Die Nutzungsänderung bei der Vermietung von Monteurzimmern und Monteurunterkünften

Ob als Monteurzimmer oder Ferienwohnung – immer handelt es sich um eine Nutzungsänderung, wenn der Wohnraum zuvor anderweitig genutzt wurde. Diese Nutzungsänderung muss zwingend beantragt werden. Zuständig für den Antrag ist das örtliche Bauamt, welches auch die Formulare dafür ausgibt. Teilweise stellt sich im weiteren Verfahren die Frage nach der Baugenehmigung, die vor der „Zweckentfremdung“ eingereicht werden muss.

Die Nutzungsänderung bei der Vermietung

Nutzungsänderung von Wohnraum ist anmeldepflichtig

Die Kinder sind aus dem Haus oder das Gästezimmer wird nicht benötigt – warum den leer stehenden Wohnraum nicht als Monteurwohnung vermieten? Handwerker und Monteure oder andere Geschäftsreisende brauchen meist keine komplette Wohnung, ihnen reicht auch ein einzelnes Zimmer mit angeschlossenem Sanitärbereich. Allerdings ist es nicht einfach möglich, das freie Zimmer zur Vermietung anzubieten – dies bedarf einer Genehmigung, was natürlich synonym auch für die Vermietung ganzer Wohnungen gilt. Mit der Vermietung ändert sich die Nutzungsart des Wohnraums, was der zuständigen Behörde mitzuteilen ist. Der Grund: Mit der Vermietung wird der Raum oder die Wohnung nicht mehr entsprechend der ursprünglichen Bestimmung genutzt, außerdem wechseln die dort lebenden Personen ständig.
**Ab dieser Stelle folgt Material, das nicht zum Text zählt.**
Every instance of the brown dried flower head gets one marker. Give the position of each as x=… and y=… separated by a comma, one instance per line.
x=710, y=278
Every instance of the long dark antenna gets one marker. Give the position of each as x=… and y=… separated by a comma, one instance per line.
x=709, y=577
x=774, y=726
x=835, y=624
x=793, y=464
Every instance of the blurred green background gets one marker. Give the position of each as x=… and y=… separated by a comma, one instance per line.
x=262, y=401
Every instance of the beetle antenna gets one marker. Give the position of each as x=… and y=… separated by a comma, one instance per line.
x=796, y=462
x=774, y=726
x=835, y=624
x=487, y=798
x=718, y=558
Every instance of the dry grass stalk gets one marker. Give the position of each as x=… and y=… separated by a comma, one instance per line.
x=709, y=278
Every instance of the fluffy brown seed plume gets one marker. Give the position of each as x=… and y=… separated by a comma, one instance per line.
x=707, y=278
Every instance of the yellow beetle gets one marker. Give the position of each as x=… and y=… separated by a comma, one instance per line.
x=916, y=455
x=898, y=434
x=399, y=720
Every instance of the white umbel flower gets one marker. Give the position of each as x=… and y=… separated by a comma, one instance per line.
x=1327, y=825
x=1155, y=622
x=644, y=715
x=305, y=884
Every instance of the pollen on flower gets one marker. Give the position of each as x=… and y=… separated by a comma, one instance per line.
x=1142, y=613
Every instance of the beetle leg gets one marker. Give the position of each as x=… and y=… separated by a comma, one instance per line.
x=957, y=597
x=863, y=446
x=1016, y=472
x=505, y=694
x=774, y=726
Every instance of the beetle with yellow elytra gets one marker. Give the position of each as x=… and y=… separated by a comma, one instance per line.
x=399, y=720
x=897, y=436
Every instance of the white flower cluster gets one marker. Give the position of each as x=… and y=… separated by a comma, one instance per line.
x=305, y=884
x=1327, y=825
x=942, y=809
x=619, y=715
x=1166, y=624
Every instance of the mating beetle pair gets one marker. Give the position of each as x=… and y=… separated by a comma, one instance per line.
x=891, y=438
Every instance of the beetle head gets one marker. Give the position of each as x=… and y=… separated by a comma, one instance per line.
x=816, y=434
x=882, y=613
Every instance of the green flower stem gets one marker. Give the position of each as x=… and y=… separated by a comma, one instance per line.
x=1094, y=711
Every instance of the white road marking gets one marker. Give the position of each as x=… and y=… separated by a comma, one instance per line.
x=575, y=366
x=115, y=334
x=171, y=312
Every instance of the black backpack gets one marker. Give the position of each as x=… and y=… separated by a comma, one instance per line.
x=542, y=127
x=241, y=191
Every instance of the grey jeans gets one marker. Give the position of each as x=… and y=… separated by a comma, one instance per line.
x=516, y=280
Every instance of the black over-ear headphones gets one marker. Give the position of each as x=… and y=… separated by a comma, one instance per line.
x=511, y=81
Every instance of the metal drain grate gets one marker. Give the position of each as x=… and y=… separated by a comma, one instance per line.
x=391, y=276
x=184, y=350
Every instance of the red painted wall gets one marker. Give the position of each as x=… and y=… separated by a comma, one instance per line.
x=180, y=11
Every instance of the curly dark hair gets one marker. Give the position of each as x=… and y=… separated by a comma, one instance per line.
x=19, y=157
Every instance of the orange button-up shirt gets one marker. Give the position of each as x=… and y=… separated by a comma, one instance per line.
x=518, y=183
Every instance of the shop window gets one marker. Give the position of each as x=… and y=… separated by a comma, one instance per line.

Zuständig für die Beantragung der Nutzungsänderung ist das örtliche Bauamt, wobei nicht Ihr Wohnort ausschlaggebend ist, sondern der Standort der Immobilie. Die entsprechenden Anträge werden direkt von der Behörde vergeben oder sind teilweise auch online abrufbar.

Die Nutzungsänderung bei der Vermietung: Bauamt genehmigt

Die Behörden erteilen in der Regel die Zustimmung ohne Probleme, allerdings wird zuvor überprüft, ob die Bauvorschriften der Länder und Kommunen eingehalten worden sind. Ist das nicht der Fall, müssen bauliche Änderungen an der Immobilie vorgenommen werden, ehe die Zustimmung des Bauamts erteilt wird.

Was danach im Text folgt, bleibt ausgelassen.